Matt edged forward, and his foot bumped against something. He glanced down and saw a body. It was a soldier, and the smell of hot metal rose from him. He’d been killed with a stun gun, and very recently. Matt backed away, but an African man in a military uniform came out of the operating room and shouted, “Stop him!” Instantly, soldiers poured out of the operating room. They grabbed Matt and removed the stun gun and knives as easily as peeling the skin off a banana. They shook the tranquilizer beads out of his pockets, but it was Matt who was overcome by gas, not his enemies. He passed out almost instantly.

45

PRISONERS

H
e woke up on the floor. He was in a hospital room, and on a bed, clenching her teeth like a little wild animal, was Listen. He stood up and almost passed out again. He fell against the bed.

Then he noticed the men sitting by the door. They were squat and broad-chested, your standard-issue thugs. Their booted feet looked twice the size of those of a normal man.

Matt was swept with dizziness again, and his stomach heaved. Listen sat up. “There’s a bathroom next door if you want to barf.”

Matt staggered inside, lost the coffee he’d drunk earlier, washed his mouth out, and staggered back. He collapsed next to Listen. “Don’t bother trying to talk to them. They’re Russians,” said the little girl. “They’ve been jabbering at me for hours, but I’ve been ignoring them.”

“How many of them are there?” asked Matt.
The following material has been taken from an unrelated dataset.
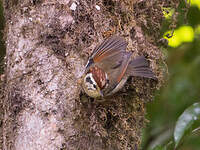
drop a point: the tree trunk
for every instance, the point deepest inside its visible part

“Only two. Dr. Rivas said the border closed before more
could get in. I didn’t know we were at war with the Russians.”

“We aren’t. They’re working for Africans,” said Matt. He knew now who had taken advantage of the open border. Just as El Patrón preferred Scottish bodyguards, Glass Eye Dabengwa had preferred Russians. Foreigners weren’t as likely to betray you as your own kind.

“Africans! I’d sure like to meet them,” said the little girl.

“Don’t get your hopes up. Thugs come in all types. Where’s Mbongeni?” he asked.

“Dr. Rivas says he’s very sick and needs an operation.”

Matt couldn’t speak for a moment. He knew what kind of operation the doctor had in mind, and that meant that Glass Eye needed a transplant. “And where’s Dr. Rivas?”

“Don’t know.” The little girl shrugged. “First he came for the Bug, and then he came back for his son and daughter. They were going on a trip, but the bad guys got here first. Can you make those men let us go?”

It was worth a try. Matt pointed at the door, nodding to show that he wanted it open. One of the men rubbed his chin with a rasping sound like sandpaper.
“Nyet,”
he said.

Matt tried to walk past them and got pushed back. It was a lazy gesture, like shooing a fly, but the strength behind the man’s hand propelled Matt across the room and into a wall.

“Maybe they’ll fall asleep,” said Listen. The men showed no indication of sleepiness. They rumbled to each other in Russian and smoked a hand-rolled cigarette that they passed back and forth.